Hi @FAHADURREHMAN,
This is expected behavior with Auto Loader. By default, when you point it at a directory path like s3://bucket/folder/, it will recursively traverse all subdirectories and pick up matching files. The pathGlobFilter option only filters by file name pattern, it does not prevent Auto Loader from descending into subfolders.
You have two options to restrict reading to only the top-level folder:
OPTION 1: SET recursiveFileLookup TO FALSE
Add this option to your configuration dictionary:
"recursiveFileLookup": "false"
So your options dict would include:
options = {
"cloudFiles.format": "csv",
"cloudFiles.schemaLocation": SCHEMA_LOCATION,
"cloudFiles.inferColumnTypes": "true",
"cloudFiles.schemaEvolutionMode": "addNewColumns",
"cloudFiles.includeExistingFiles": "true",
"cloudFiles.useNotifications": "false",
"recursiveFileLookup": "false",
"pathGlobFilter": "*.csv",
"header": "true",
"delimiter": ",",
"quote": "\"",
"multiLine": "false",
"badRecordsPath": f"{SCHEMA_LOCATION}/bad_records",
"columnNameOfCorruptRecord": "_corrupt_record",
"cloudFiles.rescuedDataColumn": "_rescued_data",
}
When recursiveFileLookup is set to false, Auto Loader will only discover files in the immediate directory you specify, ignoring any subdirectories.

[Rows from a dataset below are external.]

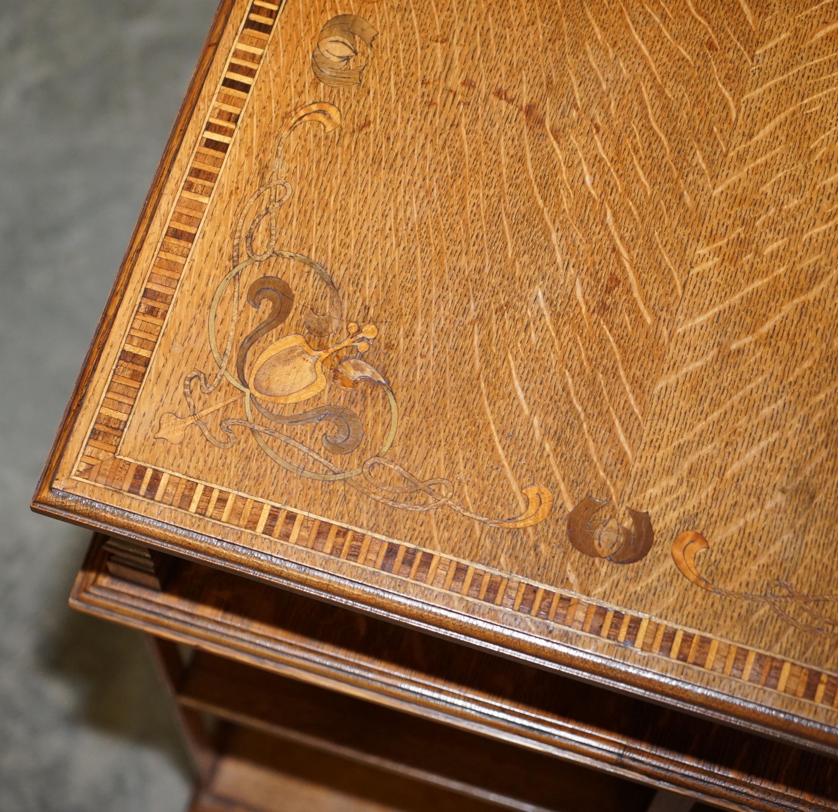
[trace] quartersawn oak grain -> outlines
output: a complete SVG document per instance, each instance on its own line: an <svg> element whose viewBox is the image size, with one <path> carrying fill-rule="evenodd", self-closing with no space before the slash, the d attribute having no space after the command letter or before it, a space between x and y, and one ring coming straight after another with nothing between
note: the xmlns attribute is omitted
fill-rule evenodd
<svg viewBox="0 0 838 812"><path fill-rule="evenodd" d="M223 4L34 506L833 747L834 16Z"/></svg>
<svg viewBox="0 0 838 812"><path fill-rule="evenodd" d="M332 750L345 748L349 741L356 751L353 758L383 756L391 767L401 751L397 742L384 742L398 739L411 727L409 721L398 721L398 711L525 748L530 756L493 756L488 744L457 745L465 740L453 737L454 748L464 753L450 759L450 768L440 776L458 776L484 792L505 786L500 794L520 801L520 790L511 788L522 776L528 777L525 786L566 780L568 767L551 766L551 759L542 758L547 756L572 763L573 769L593 767L727 809L835 807L834 759L191 561L175 565L162 590L130 583L108 572L104 541L101 536L93 540L71 605L199 649L188 672L173 653L164 670L174 698L179 697L176 706L185 716L204 783L212 769L204 766L199 738L198 746L194 742L194 720L189 714L195 709L285 737L303 737L300 741L308 743L313 736L318 747ZM155 648L165 654L174 646L158 642ZM363 703L295 687L287 677L392 710L360 711L368 730L356 735L351 708ZM297 699L292 702L291 696ZM320 713L332 720L325 728L316 721L318 714L307 716L307 703L315 701ZM348 727L339 721L344 711L350 716ZM294 721L295 716L306 721ZM329 732L333 726L337 732ZM415 732L422 730L429 731L431 741L446 735L417 723ZM379 736L384 741L375 744ZM437 755L442 747L405 746ZM411 763L427 779L428 773L439 774L434 758L427 754ZM457 766L458 759L479 769L487 763L494 768L501 763L515 775L476 779L465 764ZM514 768L519 759L529 767ZM600 798L603 807L611 808L603 799L615 789L611 778L601 782L596 794L586 796L592 778L584 769L576 775L577 782L561 795L566 804L576 799L582 806L596 806ZM624 806L643 803L634 794L638 789L628 789ZM525 792L530 802L533 793L538 791Z"/></svg>

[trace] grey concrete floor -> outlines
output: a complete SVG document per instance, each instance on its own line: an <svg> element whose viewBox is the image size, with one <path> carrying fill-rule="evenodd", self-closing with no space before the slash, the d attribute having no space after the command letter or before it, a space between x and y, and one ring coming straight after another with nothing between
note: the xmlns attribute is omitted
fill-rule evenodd
<svg viewBox="0 0 838 812"><path fill-rule="evenodd" d="M0 809L180 810L137 633L70 612L29 499L216 0L0 0Z"/></svg>

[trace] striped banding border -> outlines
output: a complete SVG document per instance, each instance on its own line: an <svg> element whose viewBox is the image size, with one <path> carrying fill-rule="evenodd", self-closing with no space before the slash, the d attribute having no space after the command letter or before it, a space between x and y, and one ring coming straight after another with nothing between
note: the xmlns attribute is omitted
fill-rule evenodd
<svg viewBox="0 0 838 812"><path fill-rule="evenodd" d="M788 696L838 707L838 675L622 612L439 552L349 530L272 502L116 457L91 468L85 478L237 530L502 607Z"/></svg>
<svg viewBox="0 0 838 812"><path fill-rule="evenodd" d="M79 474L119 449L279 12L267 0L252 0L247 9L77 463Z"/></svg>
<svg viewBox="0 0 838 812"><path fill-rule="evenodd" d="M838 676L826 671L116 456L280 10L267 0L252 0L248 7L75 477L594 639L838 707Z"/></svg>

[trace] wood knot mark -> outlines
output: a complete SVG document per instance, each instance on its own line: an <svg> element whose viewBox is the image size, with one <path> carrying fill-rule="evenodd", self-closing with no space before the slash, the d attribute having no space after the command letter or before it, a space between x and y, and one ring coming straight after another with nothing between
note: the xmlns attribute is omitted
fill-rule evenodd
<svg viewBox="0 0 838 812"><path fill-rule="evenodd" d="M626 508L632 529L619 524L615 517L607 521L595 519L608 499L586 496L567 517L567 538L579 552L592 558L604 558L613 564L633 564L640 561L654 541L651 517L646 512Z"/></svg>

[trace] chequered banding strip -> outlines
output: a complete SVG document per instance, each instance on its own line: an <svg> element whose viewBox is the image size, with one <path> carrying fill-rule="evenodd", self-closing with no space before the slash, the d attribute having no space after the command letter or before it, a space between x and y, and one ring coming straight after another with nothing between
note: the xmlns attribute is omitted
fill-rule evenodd
<svg viewBox="0 0 838 812"><path fill-rule="evenodd" d="M79 473L116 453L279 12L276 3L252 0L245 14L79 459Z"/></svg>
<svg viewBox="0 0 838 812"><path fill-rule="evenodd" d="M272 502L119 458L90 469L85 478L266 539L306 547L789 696L838 707L838 675L439 552L349 530Z"/></svg>

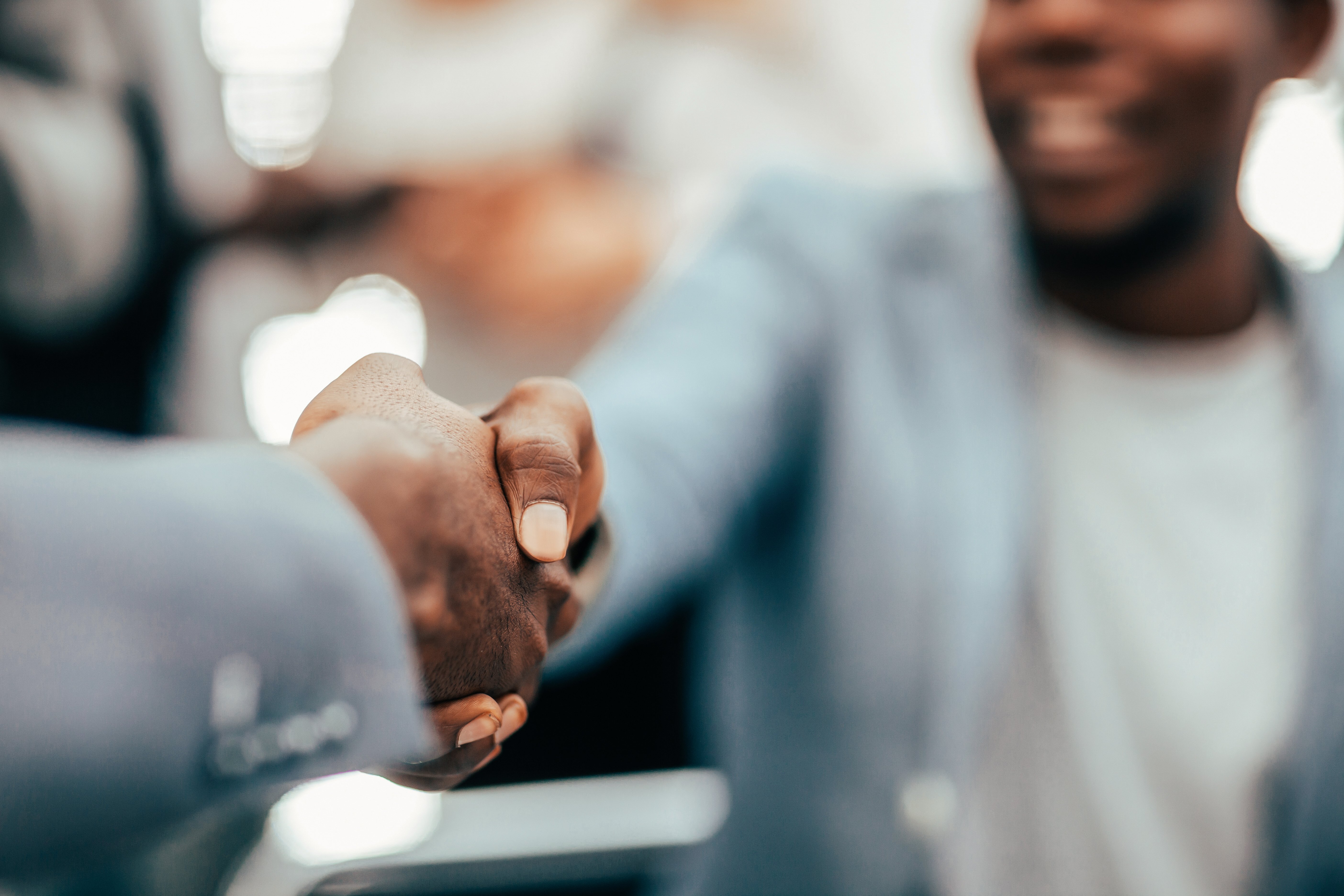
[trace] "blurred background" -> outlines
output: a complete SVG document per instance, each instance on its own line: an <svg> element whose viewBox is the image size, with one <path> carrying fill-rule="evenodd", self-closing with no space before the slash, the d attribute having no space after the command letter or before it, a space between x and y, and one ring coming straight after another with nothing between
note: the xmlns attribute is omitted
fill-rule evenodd
<svg viewBox="0 0 1344 896"><path fill-rule="evenodd" d="M4 0L0 414L284 443L368 352L460 403L563 375L762 168L991 183L978 7ZM1337 73L1275 89L1243 171L1251 223L1306 269L1344 236ZM464 793L320 782L120 885L215 892L243 862L230 892L634 892L731 799L712 772L649 774L699 766L687 606L548 681ZM535 783L567 779L587 790ZM337 823L331 794L359 810ZM570 840L516 833L544 811Z"/></svg>

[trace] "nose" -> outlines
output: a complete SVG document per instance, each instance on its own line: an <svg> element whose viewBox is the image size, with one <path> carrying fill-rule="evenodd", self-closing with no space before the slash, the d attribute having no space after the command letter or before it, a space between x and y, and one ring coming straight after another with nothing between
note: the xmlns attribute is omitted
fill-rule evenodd
<svg viewBox="0 0 1344 896"><path fill-rule="evenodd" d="M1021 54L1052 67L1095 63L1110 47L1111 0L1024 0Z"/></svg>

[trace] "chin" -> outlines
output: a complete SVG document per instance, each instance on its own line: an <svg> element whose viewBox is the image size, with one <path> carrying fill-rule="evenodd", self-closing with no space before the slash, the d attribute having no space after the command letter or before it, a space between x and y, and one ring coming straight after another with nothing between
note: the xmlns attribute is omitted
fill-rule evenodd
<svg viewBox="0 0 1344 896"><path fill-rule="evenodd" d="M1028 227L1055 239L1120 238L1164 204L1132 184L1019 185L1017 195Z"/></svg>
<svg viewBox="0 0 1344 896"><path fill-rule="evenodd" d="M1198 243L1215 219L1215 195L1199 184L1157 197L1134 184L1019 185L1038 266L1109 286L1161 269Z"/></svg>

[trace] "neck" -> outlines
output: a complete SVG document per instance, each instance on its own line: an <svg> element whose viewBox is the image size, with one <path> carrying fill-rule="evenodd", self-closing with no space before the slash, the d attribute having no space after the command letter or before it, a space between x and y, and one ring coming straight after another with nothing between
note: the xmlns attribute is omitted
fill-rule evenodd
<svg viewBox="0 0 1344 896"><path fill-rule="evenodd" d="M1046 294L1106 326L1141 336L1192 339L1230 333L1255 314L1265 287L1262 240L1235 197L1191 222L1180 249L1138 273L1083 270L1078 253L1058 240L1036 243L1036 274ZM1073 259L1073 263L1070 262Z"/></svg>

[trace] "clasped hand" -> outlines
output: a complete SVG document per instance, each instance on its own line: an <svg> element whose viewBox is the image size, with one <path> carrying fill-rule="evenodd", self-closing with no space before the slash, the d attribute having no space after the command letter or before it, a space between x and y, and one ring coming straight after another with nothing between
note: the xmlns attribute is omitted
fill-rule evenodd
<svg viewBox="0 0 1344 896"><path fill-rule="evenodd" d="M304 411L292 450L364 516L402 587L442 755L380 770L445 790L527 720L542 661L578 619L569 547L597 519L602 455L566 380L477 416L371 355Z"/></svg>

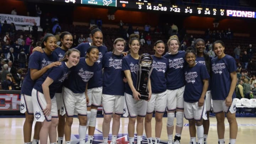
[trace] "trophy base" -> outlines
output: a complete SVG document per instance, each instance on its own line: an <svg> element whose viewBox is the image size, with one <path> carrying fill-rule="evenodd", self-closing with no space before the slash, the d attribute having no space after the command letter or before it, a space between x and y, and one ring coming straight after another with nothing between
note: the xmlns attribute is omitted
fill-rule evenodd
<svg viewBox="0 0 256 144"><path fill-rule="evenodd" d="M139 92L140 94L140 99L141 100L145 100L146 101L148 100L149 96L147 92L142 92L141 91L139 91Z"/></svg>

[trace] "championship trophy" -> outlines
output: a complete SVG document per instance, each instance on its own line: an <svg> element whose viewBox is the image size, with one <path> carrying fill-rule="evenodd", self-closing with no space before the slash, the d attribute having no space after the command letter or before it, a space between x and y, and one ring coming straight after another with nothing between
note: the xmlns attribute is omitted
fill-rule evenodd
<svg viewBox="0 0 256 144"><path fill-rule="evenodd" d="M142 100L148 100L148 83L153 69L153 58L149 54L143 54L140 56L137 69L136 89L140 94L140 98Z"/></svg>

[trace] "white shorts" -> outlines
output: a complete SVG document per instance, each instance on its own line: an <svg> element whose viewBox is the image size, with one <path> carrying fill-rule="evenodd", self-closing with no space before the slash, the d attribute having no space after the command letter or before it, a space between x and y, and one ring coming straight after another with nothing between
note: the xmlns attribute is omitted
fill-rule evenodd
<svg viewBox="0 0 256 144"><path fill-rule="evenodd" d="M166 91L159 94L152 94L149 101L147 102L146 112L151 113L155 110L156 112L163 113L166 110L167 103Z"/></svg>
<svg viewBox="0 0 256 144"><path fill-rule="evenodd" d="M184 108L183 95L185 86L174 90L167 90L167 110L174 111L176 108Z"/></svg>
<svg viewBox="0 0 256 144"><path fill-rule="evenodd" d="M130 117L136 117L146 116L146 102L144 100L136 100L132 95L124 93L126 104L127 106L129 116Z"/></svg>
<svg viewBox="0 0 256 144"><path fill-rule="evenodd" d="M207 119L207 115L206 110L205 101L204 105L201 107L198 106L198 102L184 102L184 117L187 120L194 119L199 121L203 118Z"/></svg>
<svg viewBox="0 0 256 144"><path fill-rule="evenodd" d="M22 94L21 95L20 112L25 113L26 112L30 114L33 114L32 96Z"/></svg>
<svg viewBox="0 0 256 144"><path fill-rule="evenodd" d="M87 95L90 100L87 106L91 106L92 105L98 107L101 105L102 86L87 90Z"/></svg>
<svg viewBox="0 0 256 144"><path fill-rule="evenodd" d="M235 101L233 99L232 103L230 107L226 106L225 100L213 100L213 110L214 113L218 113L224 112L227 113L229 111L231 113L236 112L236 108L235 106Z"/></svg>
<svg viewBox="0 0 256 144"><path fill-rule="evenodd" d="M102 103L105 114L111 114L113 113L117 114L123 114L123 113L124 96L103 94Z"/></svg>
<svg viewBox="0 0 256 144"><path fill-rule="evenodd" d="M204 101L205 102L206 108L206 111L209 112L212 108L212 94L210 92L210 90L206 92L206 99Z"/></svg>
<svg viewBox="0 0 256 144"><path fill-rule="evenodd" d="M52 117L58 118L58 109L56 98L54 97L51 99L52 108L50 114L44 116L43 112L46 107L46 101L43 94L37 91L34 89L32 90L32 101L33 102L34 117L37 122L43 122L45 119L48 121L52 120Z"/></svg>
<svg viewBox="0 0 256 144"><path fill-rule="evenodd" d="M63 102L66 114L68 117L73 117L75 110L77 112L78 115L87 115L86 97L84 92L74 93L70 90L64 87L63 93Z"/></svg>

OPTION 2: USE A WILDCARD PATH INSTEAD OF A DIRECTORY
Instead of pointing to the folder:
src_path = "s3://your-bucket/your-folder/"
Use a wildcard that matches only top-level CSV files:
src_path = "s3://your-bucket/your-folder/*.csv"
This tells Auto Loader to only pick up files matching *.csv directly under that path, without descending into subfolders.
Either approach will work. Option 1 is generally the cleaner solution when using Lakeflow Spark Declarative Pipelines (SDP), since it keeps path handling simple and the behavior is controlled explicitly through configuration. Note that what was previously called DLT is now named Lakeflow Spark Declarative Pipelines (SDP).
For reference, the full list of Auto Loader options is documented here:
https://docs.databricks.com/aws/ingestion/cloud-object-storage/auto-loader/options
* This reply used an agent system I built to research and draft this response based on the wide set of documentation I have available and previous memory. I personally review the draft for any obvious issues and for monitoring system reliability and update it when I detect any drift, but there is still a small chance that something is inaccurate, especially if you are experimenting with brand new features.
If this answer resolves your question, could you mark it as "Accept as Solution"? That helps other users quickly find the correct fix.